Zacznę od "Sexu". Po negatywnych w większości opiniach mocno się zastanawiałem czy w ogóle brać ten tytuł, ale przyzwoita cena skusiła i w żadnym przypadku nie żałuję. Może nie jest to żadne wybitne arcydzieło, ale czytało się bardzo dobrze. Główny bohater lekko wkurzający, ale wg mnie wynika to z fabuły i nadaje historii takiej komiksowej wiarygodności. Nadmierna erotyka też mi nie przeszkadzała, szczególnie że w mojej ocenie taki zabieg jest uargumentowany fabularnie. Rysunki ok, choć bez szału, za to kolory ciekawe. Jak dla mnie 7,5/10 i czekam na kolejny tom.
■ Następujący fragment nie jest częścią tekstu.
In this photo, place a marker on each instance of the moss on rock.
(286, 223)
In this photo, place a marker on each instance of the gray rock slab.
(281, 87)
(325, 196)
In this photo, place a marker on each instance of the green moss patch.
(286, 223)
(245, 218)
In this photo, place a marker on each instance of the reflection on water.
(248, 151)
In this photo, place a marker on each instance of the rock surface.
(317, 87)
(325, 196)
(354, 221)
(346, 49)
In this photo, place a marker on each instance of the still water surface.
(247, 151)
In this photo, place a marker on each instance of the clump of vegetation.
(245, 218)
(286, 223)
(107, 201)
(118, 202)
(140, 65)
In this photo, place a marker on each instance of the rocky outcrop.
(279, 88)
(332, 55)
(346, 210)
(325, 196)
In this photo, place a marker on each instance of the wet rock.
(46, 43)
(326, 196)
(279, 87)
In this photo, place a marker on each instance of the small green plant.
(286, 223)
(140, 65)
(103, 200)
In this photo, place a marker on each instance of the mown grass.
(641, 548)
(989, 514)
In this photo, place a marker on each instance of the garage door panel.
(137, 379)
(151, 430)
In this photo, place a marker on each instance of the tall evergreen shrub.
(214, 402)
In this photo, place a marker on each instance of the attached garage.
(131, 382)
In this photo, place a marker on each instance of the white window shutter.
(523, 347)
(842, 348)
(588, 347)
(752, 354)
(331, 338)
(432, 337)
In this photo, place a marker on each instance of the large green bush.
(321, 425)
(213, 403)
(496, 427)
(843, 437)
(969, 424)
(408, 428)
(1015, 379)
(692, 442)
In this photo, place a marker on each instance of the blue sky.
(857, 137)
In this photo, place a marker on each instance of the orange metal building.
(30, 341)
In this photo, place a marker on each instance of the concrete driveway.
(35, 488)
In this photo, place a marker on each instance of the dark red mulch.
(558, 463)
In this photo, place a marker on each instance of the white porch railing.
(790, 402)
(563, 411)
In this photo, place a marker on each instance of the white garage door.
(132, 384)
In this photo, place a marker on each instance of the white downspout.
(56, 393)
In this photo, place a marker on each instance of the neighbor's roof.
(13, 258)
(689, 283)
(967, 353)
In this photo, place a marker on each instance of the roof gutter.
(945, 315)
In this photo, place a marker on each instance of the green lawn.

Popieram, wszystko zależy od odpowiedniego nastawienia się na dany komiks. Sam nie napalałem się na nic nadzwyczajnego, a Sex okazał się dobrym, luźnym tytułem na jeden wieczór. Graficznie album przypadł mi do gustu, natomiast kolory są zbyt jaskrawe, pod koniec czytania stawały się już ciężkie do przetrawienia. Fabularnie mogło być lepiej, chociaż kilka wątków było nieźle poprowadzonych. Myślę, że trzeba poczekać na kolejny tom, może wtedy dostaniem więcej odpowiedzi niż po pierwszym.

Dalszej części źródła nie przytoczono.